8 Responses to “VP6 encoder design”

  1. eiken28 says:

    OK, what if i wanted to use your VP6 encoder? i’m definitely interested in it for sure.

  2. Kostya says:

    In theory you can simply compile nihav-encoder, feed it an input file (currently Y4M should work the best, maybe something else) and get an output AVI file (or Electronic Arts VP6 file, I have a patch for that already; or maybe FLV in the future).

    This can be done right now and if you can describe how and for what purpose you want to use my encoder then I can reflect that in a future “how to encode VP6” guide and maybe make some improvements to the overall code to make your use case easier.

  3. Paul says:

    Oh noes, yet another baidu encoder!

  4. eiken28 says:

    eh, personal stuff. i just want to see how an VP6 video looks like through a different encoder. i don’t want to rely on proprietary stuff. i also want to take advantage of the video quality that VP6 offers so the final video looks cleaner to my tastes.

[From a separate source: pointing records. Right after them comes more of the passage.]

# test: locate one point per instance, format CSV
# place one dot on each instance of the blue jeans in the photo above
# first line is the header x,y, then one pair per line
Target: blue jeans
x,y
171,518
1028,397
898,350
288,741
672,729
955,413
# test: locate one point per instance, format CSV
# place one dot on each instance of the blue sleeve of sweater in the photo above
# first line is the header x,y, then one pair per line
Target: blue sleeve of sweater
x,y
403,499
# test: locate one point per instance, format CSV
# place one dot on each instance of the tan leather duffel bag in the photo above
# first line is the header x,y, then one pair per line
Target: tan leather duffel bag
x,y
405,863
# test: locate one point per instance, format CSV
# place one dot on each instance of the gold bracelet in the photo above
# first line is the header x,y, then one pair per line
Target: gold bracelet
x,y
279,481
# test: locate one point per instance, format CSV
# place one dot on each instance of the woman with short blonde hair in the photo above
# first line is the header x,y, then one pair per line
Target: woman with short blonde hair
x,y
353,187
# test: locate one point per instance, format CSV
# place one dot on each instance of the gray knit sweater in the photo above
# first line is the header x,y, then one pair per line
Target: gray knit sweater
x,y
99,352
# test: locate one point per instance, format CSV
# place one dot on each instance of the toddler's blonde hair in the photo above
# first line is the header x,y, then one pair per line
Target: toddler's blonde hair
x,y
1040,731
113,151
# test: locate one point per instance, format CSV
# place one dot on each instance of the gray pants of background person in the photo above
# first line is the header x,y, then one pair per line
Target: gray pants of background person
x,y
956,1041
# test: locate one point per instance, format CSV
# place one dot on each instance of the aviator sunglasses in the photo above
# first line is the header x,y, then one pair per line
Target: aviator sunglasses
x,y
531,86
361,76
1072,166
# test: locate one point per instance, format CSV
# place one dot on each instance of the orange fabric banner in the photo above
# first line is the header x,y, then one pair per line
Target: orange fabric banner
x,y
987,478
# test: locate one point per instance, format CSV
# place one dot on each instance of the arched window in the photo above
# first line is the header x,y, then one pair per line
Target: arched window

    with that being said, i tried to transcode a video into a VP6 file using your encoder i just compiled, and found out that it doesn’t necessarily support other, uhh, lossless codecs, like other yuv variants beyond 4:2:0 (4:2:2. 4:4:4, etc) or RGB32.

  5. Kostya says:

    considering the complete lack of cooperation from Baidu on it (IIRC people asked and got reply that they’re not interested to work on releasing anything), I consider it to be Duck abandonware.

  6. Kostya says:

    Since VP6 does not support anything beside YUV 4:2:0 it’s not a big loss (and I guess for now the easiest way is to use Y4M as an input). I tried to ask in posts what format people would like for an input but got no replies so far.

    Something like nihav-encoder --input file.y4m --output vp6.avi -an --ostream0 encoder=vp6,quant=42 should work for your needs (alternatively you can set bitrate=300000 instead of quant=42 and see how rate control fails to keep it).

  7. eiken28 says:

    alright, the format i would like for an input would be an avi file containing uncompressed RGB32 video.
    as for the bitrate option i had no idea that even existed.

  8. Kostya says:

    I’ll see what I can do, meanwhile you can convert it to YUV4MPEG format using some tool (like FFmpeg) and perform the encoding.